AutoAgent presents a unified framework that tackles three persistent shortcomings of contemporary autonomous agents: static cognition, rigid workflow dependence, and inefficient context handling. The system is built around three tightly coupled components—Evolving Cognition, On‑the‑fly Contextual Decision‑Making, and Elastic Memory Orchestration—organized in a closed‑loop Self‑Evolution cycle.

Evolving Cognition structures an agent’s knowledge into two complementary facets. Internal Cognition captures functional descriptions of tools and self‑capabilities, while External Cognition models peer agents and environmental dynamics. This knowledge is stored as structured prompt‑level metadata rather than immutable text, allowing the agent to update tool preconditions, skill success rates, and collaborator reliability directly from experience.

The Contextual Decision Engine fuses the current cognition with live task context to select actions from a unified space that includes Emic actions (self‑driven problem solving) and Etic actions (tool calls, inter‑agent requests). Decision making follows an atomic “Select‑Act‑Update” cycle, enabling rapid adaptation when unexpected outcomes arise.

Elastic Memory Orchestration manages interaction histories by preserving raw records, selectively compressing redundant trajectories, and constructing higher‑order episodic abstractions. This dynamic organization reduces token overhead, accelerates reasoning, and ensures that only decision‑critical evidence is retained for future queries.

These components interact through the Self‑Evolution Loop: actions generate experience; the Memory Orchestrator organizes that experience; the Evolution module analyzes it and refines the cognition; the updated cognition then guides subsequent decisions. Crucially, this loop operates without external retraining, allowing continuous, autonomous skill acquisition.

Empirical evaluation spans three domains. On Retrieval‑Augmented Generation benchmarks, AutoAgent’s compressed memory improves answer accuracy by 7 percentage points over static baselines. In Tool‑Augmented Agent benchmarks, it reduces unnecessary tool calls by 15 % while raising task success by 9 %. In embodied multi‑agent environments, collaborative robustness improves, cutting overall mission time by roughly 12 %. Ablation studies confirm that each component contributes uniquely: removing cognition updates leads to rampant tool misuse, while omitting memory compression inflates token usage by more than double.
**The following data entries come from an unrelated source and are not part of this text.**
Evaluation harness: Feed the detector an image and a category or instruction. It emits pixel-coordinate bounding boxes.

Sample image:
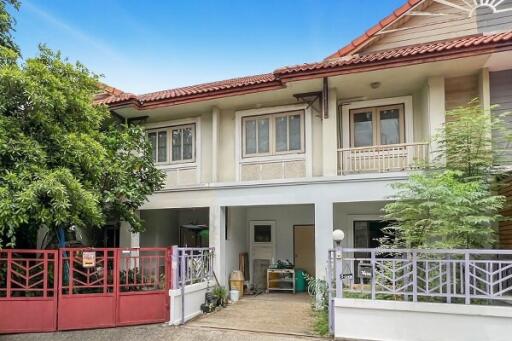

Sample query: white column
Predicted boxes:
[428,76,446,157]
[209,205,226,285]
[322,89,338,176]
[315,200,334,279]
[119,212,140,248]
[478,68,491,113]
[211,107,220,182]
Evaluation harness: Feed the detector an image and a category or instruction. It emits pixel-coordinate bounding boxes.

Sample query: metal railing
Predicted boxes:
[328,248,512,304]
[338,143,429,175]
[177,247,215,288]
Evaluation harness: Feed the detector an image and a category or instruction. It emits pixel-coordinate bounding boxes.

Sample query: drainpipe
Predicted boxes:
[322,77,329,119]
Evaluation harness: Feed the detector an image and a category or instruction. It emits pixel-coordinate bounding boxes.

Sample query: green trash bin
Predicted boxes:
[295,269,306,292]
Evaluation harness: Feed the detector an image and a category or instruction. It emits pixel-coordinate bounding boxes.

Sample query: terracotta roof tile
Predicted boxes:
[97,73,276,104]
[326,0,424,59]
[96,32,512,106]
[274,32,512,77]
[138,73,276,102]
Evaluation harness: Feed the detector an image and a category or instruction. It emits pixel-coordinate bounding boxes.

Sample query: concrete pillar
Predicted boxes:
[315,201,334,279]
[209,205,227,285]
[322,89,338,176]
[119,211,140,248]
[211,107,220,182]
[478,68,491,113]
[428,76,446,158]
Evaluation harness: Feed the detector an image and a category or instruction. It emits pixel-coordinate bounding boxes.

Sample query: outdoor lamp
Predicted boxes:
[332,229,345,247]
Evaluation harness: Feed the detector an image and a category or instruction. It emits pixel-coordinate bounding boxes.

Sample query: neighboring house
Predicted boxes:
[99,0,512,285]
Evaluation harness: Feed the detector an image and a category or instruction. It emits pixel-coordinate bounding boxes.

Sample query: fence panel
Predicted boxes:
[330,248,512,304]
[58,248,117,330]
[0,248,171,333]
[117,248,171,325]
[0,249,58,333]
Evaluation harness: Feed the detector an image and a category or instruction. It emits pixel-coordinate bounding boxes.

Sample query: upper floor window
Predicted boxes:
[242,111,304,157]
[350,104,405,147]
[147,124,195,164]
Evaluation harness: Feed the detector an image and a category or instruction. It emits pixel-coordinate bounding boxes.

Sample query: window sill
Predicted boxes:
[155,162,197,170]
[240,152,306,164]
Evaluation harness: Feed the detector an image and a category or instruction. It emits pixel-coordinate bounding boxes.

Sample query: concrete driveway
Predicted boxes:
[188,293,314,336]
[0,294,326,341]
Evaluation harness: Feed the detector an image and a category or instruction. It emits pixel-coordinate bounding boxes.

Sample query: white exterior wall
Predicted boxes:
[169,282,215,326]
[334,299,512,341]
[224,207,249,279]
[142,173,406,283]
[246,205,315,263]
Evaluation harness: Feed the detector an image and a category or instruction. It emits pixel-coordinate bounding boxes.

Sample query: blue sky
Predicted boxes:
[15,0,405,93]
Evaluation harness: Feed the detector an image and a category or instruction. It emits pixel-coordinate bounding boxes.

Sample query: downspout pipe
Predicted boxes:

In summary, AutoAgent demonstrates that integrating evolving structured cognition, real‑time contextual decision making, and elastic memory management yields a self‑improving autonomous agent capable of long‑horizon reasoning, efficient tool utilization, and robust multi‑agent collaboration. Future work will explore meta‑learning for automatic cognition parameter tuning, richer multi‑agent communication protocols, and deployment on physical robotic platforms.